Die milliardenschweren Rettungs- und Haftungspakete nach 2008 wurden unter der Prämisse unternommen, dass die Banken lediglich vorübergehende Liquiditätsprobleme hätten. Die Prämisse war scheinbar falsch. Die öffentliche Intervention hat das Bankensystem zwar reanimiert; es ist aber nicht absehbar, wann es ohne den Tropf öffentlicher Geldspritzen wieder auskommen kann. Das jüngste Beispiel ist die Entscheidung der EZB, den Banken im Rahmen von 500 bis 1000 Mrd. € Schrottpapiere abzukaufen. Es stellt sich die Frage: Wie kann eine japanische Krise, die einer ganzen Generation die Zukunft verbauen würde, verhindert werden?

Im Prinzip gibt es drei mögliche Wege:

Inhalt


Der neoliberale Weg:

Die Politik des billigen Geldes wird beendet. Die maroden Banken werden der Pleite überlassen. Die restlichen Banken gehen gestärkt aus der Krise hervor. Ein neuer Wirtschaftsaufschwung kann beginnen. Diesen Weg haben 1929 der US-Präsident Hoover und 1931 der deutsche Kanzler Brüning versucht. Es stellte sich heraus: Eine neoliberale Rosskur à la Hoover/Brüning führt nicht zur Selbstheilung der Volkswirtschaft, sondern zum Kollaps.


Der Weg des herrschenden Mainstreams

Das ist der Weg, den die EZB gerade geht und der auch in Japan verfolgt wurde. Der Leitzins wird de facto auf 0 gesetzt. Darüber hinaus werden im großen Stil die wertlosen Papiere der Banken aufgekauft, um die Bilanzen der Banken zu entlasten.

Die Frage, die sich dabei stellt und die niemand seriös beantworten kann lautet: Reichen diese Maßnahmen aus um den Geldfluss in die Realwirtschaft zu aktivieren? Die Geldspritze heizt jedenfalls die Spekulation an. Der Chefvolkswirt der Bank für internationalen Zahlungsausgleich Claudio Borio, der bereits die Finanzkrise 2008 voraussagte, sieht bereits eine neue Finanzkrise am Horizont. (die Welt 20.10.2014) Der magere Kreditfluss in die Realwirtschaft bei gleichzeitigen wachsenden Blasen von Vermögenswerten stellt ein gefährliches Ungleichgewicht dar. Die aktuelle EZB Politik könnte dieses Ungleichgewicht noch verstärken.

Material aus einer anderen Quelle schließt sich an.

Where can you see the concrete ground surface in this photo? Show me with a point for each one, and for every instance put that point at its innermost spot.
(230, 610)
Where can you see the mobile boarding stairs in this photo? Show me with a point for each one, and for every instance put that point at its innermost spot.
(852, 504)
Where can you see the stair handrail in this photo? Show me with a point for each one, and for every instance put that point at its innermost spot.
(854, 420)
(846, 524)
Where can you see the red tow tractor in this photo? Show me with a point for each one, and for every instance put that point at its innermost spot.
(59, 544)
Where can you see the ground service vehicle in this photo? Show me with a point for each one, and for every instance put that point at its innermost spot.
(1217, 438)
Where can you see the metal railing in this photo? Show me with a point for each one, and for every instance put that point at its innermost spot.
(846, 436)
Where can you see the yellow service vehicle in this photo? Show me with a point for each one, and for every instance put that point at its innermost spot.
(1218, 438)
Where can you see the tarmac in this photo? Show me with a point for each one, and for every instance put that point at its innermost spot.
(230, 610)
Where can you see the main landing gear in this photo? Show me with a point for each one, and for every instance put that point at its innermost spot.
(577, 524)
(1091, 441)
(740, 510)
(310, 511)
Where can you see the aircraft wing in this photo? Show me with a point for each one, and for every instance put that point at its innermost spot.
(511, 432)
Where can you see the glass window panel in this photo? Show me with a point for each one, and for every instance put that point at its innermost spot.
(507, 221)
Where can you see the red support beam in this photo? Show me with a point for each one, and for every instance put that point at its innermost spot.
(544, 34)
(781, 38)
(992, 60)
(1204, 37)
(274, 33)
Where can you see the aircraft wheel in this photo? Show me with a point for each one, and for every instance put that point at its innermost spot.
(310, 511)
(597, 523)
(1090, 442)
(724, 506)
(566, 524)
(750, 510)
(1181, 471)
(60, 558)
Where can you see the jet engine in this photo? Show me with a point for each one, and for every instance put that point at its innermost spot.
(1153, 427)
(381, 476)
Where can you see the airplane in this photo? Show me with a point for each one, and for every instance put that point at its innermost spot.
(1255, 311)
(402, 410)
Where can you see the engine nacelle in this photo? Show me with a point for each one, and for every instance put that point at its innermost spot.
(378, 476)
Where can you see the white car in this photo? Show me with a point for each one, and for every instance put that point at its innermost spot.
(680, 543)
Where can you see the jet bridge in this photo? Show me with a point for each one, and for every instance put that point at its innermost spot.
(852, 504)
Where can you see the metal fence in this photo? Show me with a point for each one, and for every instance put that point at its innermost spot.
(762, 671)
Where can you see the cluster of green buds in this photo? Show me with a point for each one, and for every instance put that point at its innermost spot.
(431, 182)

Nach Admati und Hellwig[1] zeichnen sich marode Banken nicht nur dadurch aus, mit der nachhaltigen Kreditvergabe zurückhaltend zu sein. Sie neigen zudem nach dem Motto hopp oder dropp zu hohem Risiko in kurzfristigen Spekulationsgeschäften.

Das größte Problem der aktuellen Bankenpolitik ist, dass die Öffentlichkeit die Risiken des Bankengeschäfts übernimmt, ohne darüber entscheiden zu können was die Banken wirklich tun. Dies führt zu dem Phänomen moral hazard. Zu Deutsch: Banken sind wie Pokerspieler, die ihre Verluste nicht selbst bezahlen müssen. Selbst nach neoklassischer Theorie sollte der Risikoträger einer Unternehmung auch der Eigentümer sein, also derjenige der entscheidet, was passiert.

Zu Recht fordert der IWF, dass die EU ihre lockere Geldpolitik durch eine expansivere Fiskalpolitik ergänzt- sprich: weniger sparen, mehr investieren. Das Beispiel Japan zeigt aber: Auch eine Kombination aus expansiver Fiskalpolitik und lockerer Geldpolitik braucht, um den Turn-around wirklich schaffen zu können, ein funktionierendes Bankensystem.


Der sozialdemokratische Weg

Die Sozialdemokratie hat punkto Banken folgendes Problem. Gerade in einer Zeit in der die Banken marod sind, kann eine ernsthafte Regulierung weiter auf die Profite der Banken drücken und damit das Verhalten der Banken noch irrationaler machen. Genau dieses Problem hatte auch die Roosevelt- Administration während des New Deals. Es wurde damals so gelöst, dass auf alle Einlagen oder einlagenähnlichen Geldanlagen ein äußerst niedriger Maximalzins verordnet wurde: Es handelte sich dabei um die sogenannte Regulation Q. Diese Regulierung entsprach einer Profitgarantie für Geschäftsbanken. Die Regulation Q konnte selbstverständlich nur funktionieren, solange Sparer nicht auf ausländische Banken ausweichen konnten. Sie erforderte strickte Kapitalverkehrskontrollen. Auch die Kreditvergabe war stark reguliert. Manche Historiker wie beispielsweise Robert Brenner sprechen deshalb von einer Quasiverstaatlichung des US Bankensystems von 1933 bis 1970.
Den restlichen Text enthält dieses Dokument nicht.